Here are the questions they'll get:
Pleasures Group Work
NOTE: Many poems and passages from poems give multiple pleasures at once. Feel free to refer several times to the same material in your answers; be sure, though, to be ready to discuss a different pleasure each time!
1. According to Vendler (and to you), what are some of the pleasures that rhythm can provide? Find two examples from the poems you read for today, and be ready to explain what lines or passages in them give you rhythmic pleasure.
2. According to Vendler (and to you), what are some of the pleasures that rhyme can provide? What about the pleasures of stanza shape? Find at least two examples from the poems you read for today, and be ready to explain what lines or passages in them give you rhyme and stanza pleasure.
3. According to Vendler (and to you), what are some of the pleasures that structure can provide? Pick one of the poems you read for today and be ready to explain how it gives you structural pleasure.
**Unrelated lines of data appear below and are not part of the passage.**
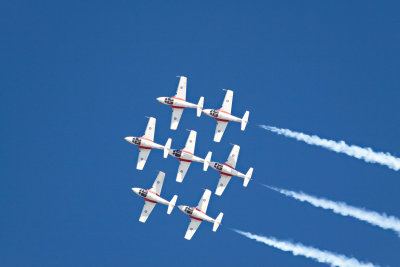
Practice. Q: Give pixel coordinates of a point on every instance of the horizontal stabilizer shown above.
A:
(245, 119)
(167, 147)
(217, 221)
(248, 177)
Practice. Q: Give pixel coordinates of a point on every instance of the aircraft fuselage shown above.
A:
(183, 155)
(221, 115)
(176, 102)
(195, 213)
(225, 169)
(150, 196)
(143, 142)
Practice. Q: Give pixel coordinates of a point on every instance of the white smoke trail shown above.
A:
(366, 154)
(381, 220)
(296, 249)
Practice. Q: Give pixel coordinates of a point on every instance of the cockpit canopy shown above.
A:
(189, 210)
(143, 192)
(218, 166)
(177, 153)
(214, 113)
(168, 100)
(136, 140)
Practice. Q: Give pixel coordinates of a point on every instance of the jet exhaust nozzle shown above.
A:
(245, 119)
4. According to Vendler (and not to you, this time, because her version is quite idiosyncratic), what are the pleasures that images can give? Find at least two examples from the poems you read for today and be ready to explain what lines or passages in them give you Vendler’s version of image pleasure.
5. According to Vendler (and to you), what are the pleasures that argument can give? Find at least one example from the poems you read for today, and be ready to explain how it gives you argument pleasure.
6. According to Vendler (and to you), what are the pleasures of poignancy? Find at least two examples from the poems you read for today, and be ready to explain how they give you the pleasures of poignancy.